From Wikipedia, the free encyclopedia

Peter Norvig is currently the Director of Research (formerly Director of Search Quality) at Google Inc., with the mission of organizing the world's information to make it universally accessible and useful.

He is a Fellow and Councilor of the American Association for Artificial Intelligence and co-author, with Stuart Russell, of Artificial Intelligence: A Modern Approach, now the standard college text. He previously was head of the Computational Sciences Division (now the Intelligent Systems Division) at NASA Ames Research Center, where he oversaw a staff of 200 scientists performing NASA's research and development in autonomy and robotics, automated software engineering and data analysis, neuro-engineering, collaborative systems research, and simulation-based decision-making. Before that he was Chief Scientist at Junglee, where he helped develop one of the first Internet comparison shopping services; Chief designer at Harlequin Inc.; and Senior Scientist at Sun Microsystems Laboratories.

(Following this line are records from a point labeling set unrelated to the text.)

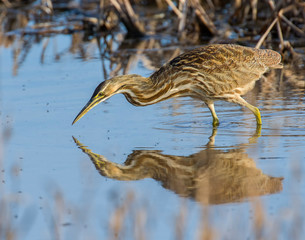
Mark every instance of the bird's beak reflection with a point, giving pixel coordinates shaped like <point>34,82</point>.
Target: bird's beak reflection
<point>91,104</point>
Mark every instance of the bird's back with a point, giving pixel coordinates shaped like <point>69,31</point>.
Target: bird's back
<point>220,66</point>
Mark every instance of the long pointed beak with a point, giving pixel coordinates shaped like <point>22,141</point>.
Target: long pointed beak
<point>91,104</point>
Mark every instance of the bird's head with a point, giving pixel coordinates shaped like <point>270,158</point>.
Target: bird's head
<point>105,90</point>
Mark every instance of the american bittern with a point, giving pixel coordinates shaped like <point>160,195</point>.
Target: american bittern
<point>215,72</point>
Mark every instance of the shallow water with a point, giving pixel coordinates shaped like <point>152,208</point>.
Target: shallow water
<point>180,169</point>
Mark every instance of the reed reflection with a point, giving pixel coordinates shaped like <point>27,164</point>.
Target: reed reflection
<point>211,176</point>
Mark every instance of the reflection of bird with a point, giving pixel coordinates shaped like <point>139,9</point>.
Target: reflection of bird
<point>211,176</point>
<point>214,72</point>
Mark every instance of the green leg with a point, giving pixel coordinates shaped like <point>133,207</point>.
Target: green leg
<point>253,109</point>
<point>214,115</point>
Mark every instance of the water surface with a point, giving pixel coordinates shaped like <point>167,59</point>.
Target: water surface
<point>197,180</point>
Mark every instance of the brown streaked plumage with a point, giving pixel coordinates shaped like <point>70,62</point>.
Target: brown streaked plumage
<point>215,72</point>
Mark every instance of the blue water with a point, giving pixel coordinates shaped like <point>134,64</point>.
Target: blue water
<point>52,185</point>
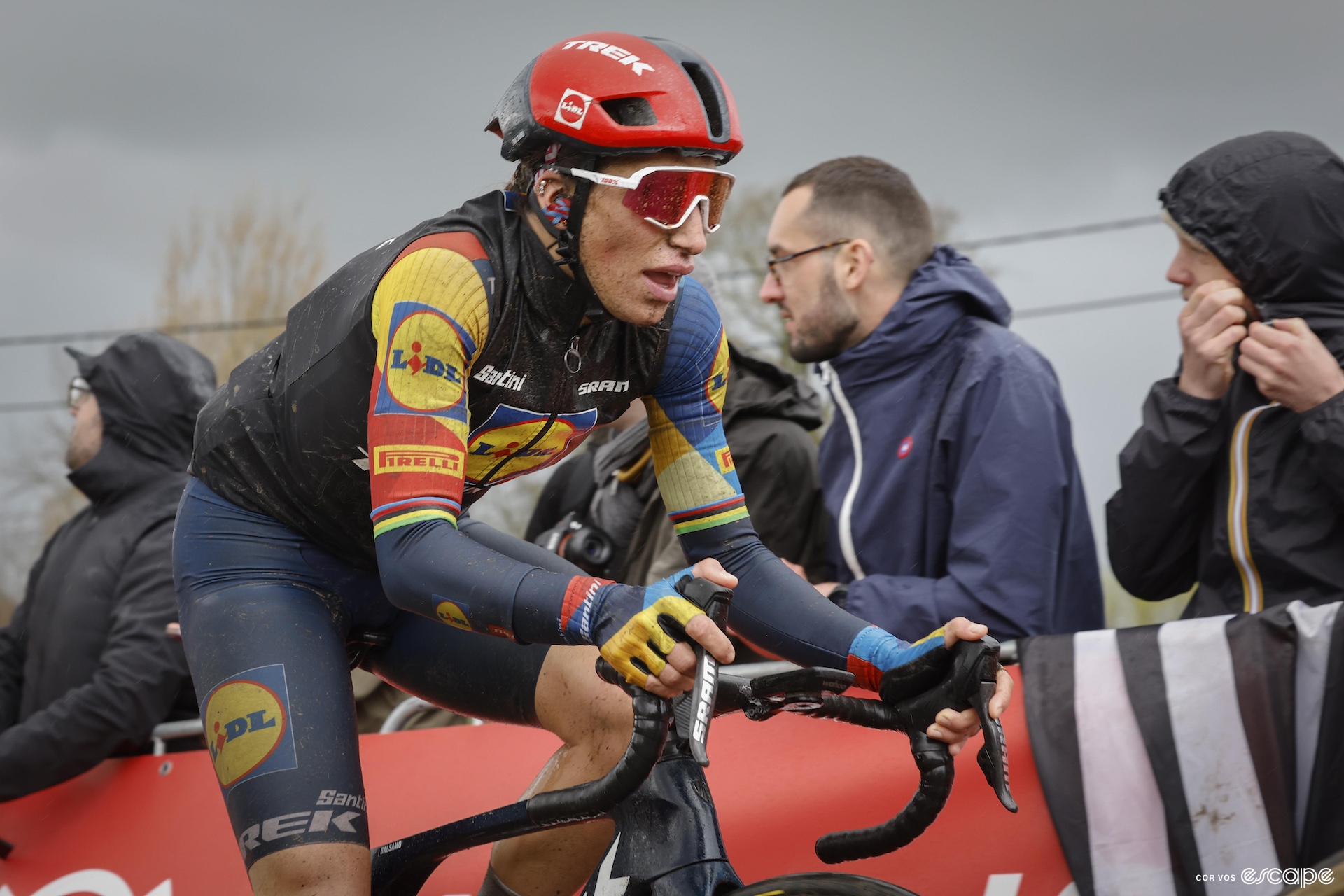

Dr. Norvig received a B.S. in Applied Mathematics from Brown University and a Ph.D. in Computer Science from the University of California, Berkeley. He has been a Professor at the University of Southern California and a Research Faculty Member at Berkeley. He has over fifty publications in various areas of Computer Science, concentrating on Artificial Intelligence, Natural Language Processing and Software Engineering including the books Artificial Intelligence: A Modern Approach, Paradigms of AI Programming: Case Studies in Common Lisp, Verbmobil: A Translation System for Face-to-Face Dialog, and Intelligent Help Systems for UNIX.

Dr. Norvig is also known for his "Gettysburg Powerpoint Presentation", a satire about bad presentation practices using Abraham Lincoln's famous Gettysburg Address.

Peter Norvig is one of the creators of JScheme.

In 2006 he was inducted as a Fellow of the Association for Computing Machinery.